On top of this, and this is just stating the obvious, there is an immune system
on the social level, and anti-intellectualism can be easily seen as a symptom
of this immune system. Intellect and damned interlictials are responsible for
every, single, malady in the world. War escalating in Korea? Intellectuals are
to blame. Recession? Intellectuals. Low performance in school? Intellectuals.
Bad roads? Intellectuals. Still no cancer cure? Intellectuals. Sprained ankle?
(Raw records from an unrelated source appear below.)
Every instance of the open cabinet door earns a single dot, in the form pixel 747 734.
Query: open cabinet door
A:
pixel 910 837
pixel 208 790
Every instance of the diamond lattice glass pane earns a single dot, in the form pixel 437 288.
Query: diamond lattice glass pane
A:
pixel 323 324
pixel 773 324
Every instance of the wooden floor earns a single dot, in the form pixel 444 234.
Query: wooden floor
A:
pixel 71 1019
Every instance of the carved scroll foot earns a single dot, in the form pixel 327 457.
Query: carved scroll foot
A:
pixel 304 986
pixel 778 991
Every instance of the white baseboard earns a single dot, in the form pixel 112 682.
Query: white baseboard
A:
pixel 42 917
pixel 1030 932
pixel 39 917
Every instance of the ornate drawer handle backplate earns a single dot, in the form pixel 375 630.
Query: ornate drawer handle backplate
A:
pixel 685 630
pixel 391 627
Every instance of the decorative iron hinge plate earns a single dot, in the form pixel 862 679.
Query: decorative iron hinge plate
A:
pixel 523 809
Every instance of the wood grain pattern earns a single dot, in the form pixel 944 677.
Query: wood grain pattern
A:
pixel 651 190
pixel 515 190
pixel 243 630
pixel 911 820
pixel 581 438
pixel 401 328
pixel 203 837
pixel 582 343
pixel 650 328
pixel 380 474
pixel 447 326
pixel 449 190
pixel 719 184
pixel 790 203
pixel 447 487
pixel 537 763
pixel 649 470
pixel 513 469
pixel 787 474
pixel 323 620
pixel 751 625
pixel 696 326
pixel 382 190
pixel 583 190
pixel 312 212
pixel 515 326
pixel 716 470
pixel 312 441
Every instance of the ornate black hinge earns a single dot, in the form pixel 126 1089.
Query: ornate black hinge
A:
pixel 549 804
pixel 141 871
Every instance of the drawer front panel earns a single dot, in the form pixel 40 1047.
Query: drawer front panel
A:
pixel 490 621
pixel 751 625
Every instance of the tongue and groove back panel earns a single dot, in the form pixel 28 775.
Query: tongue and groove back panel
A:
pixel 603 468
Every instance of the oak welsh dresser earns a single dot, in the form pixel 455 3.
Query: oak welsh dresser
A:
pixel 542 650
Intellectuals. Its rhetoric that is curious only in its absurdity, and in how a
social immune system relies on unrelenting demonization to squelch threats to
its power.
The "intellectual patterns" Platt condemns (in a perennial drumbeat) were not
thrust upon a utopic society by an evil guvmint. They were policies that were
adopted as a response to malignant and destructive social patterns. "Workplace
Safety Laws", for one example, only exist because of the conditions that an
unregulated industry were able to subject its workforce too. While some want a
return to the 1890's, I remember the stories my grandfather told me about his
life in the early 1900's as part of a mining family. Seeing, for example,
bodies dumped onto the porch of the shack where a family of upwards of ten
people were living, and while one person was dropping the body on the floor,
another was nailing an eviction notice to the door. Pollution laws have your
liberty-lovin' nads all in jumble? Far be it from me to point out that the
Chicago RIVER caught on fire (and it was not the only river to burn).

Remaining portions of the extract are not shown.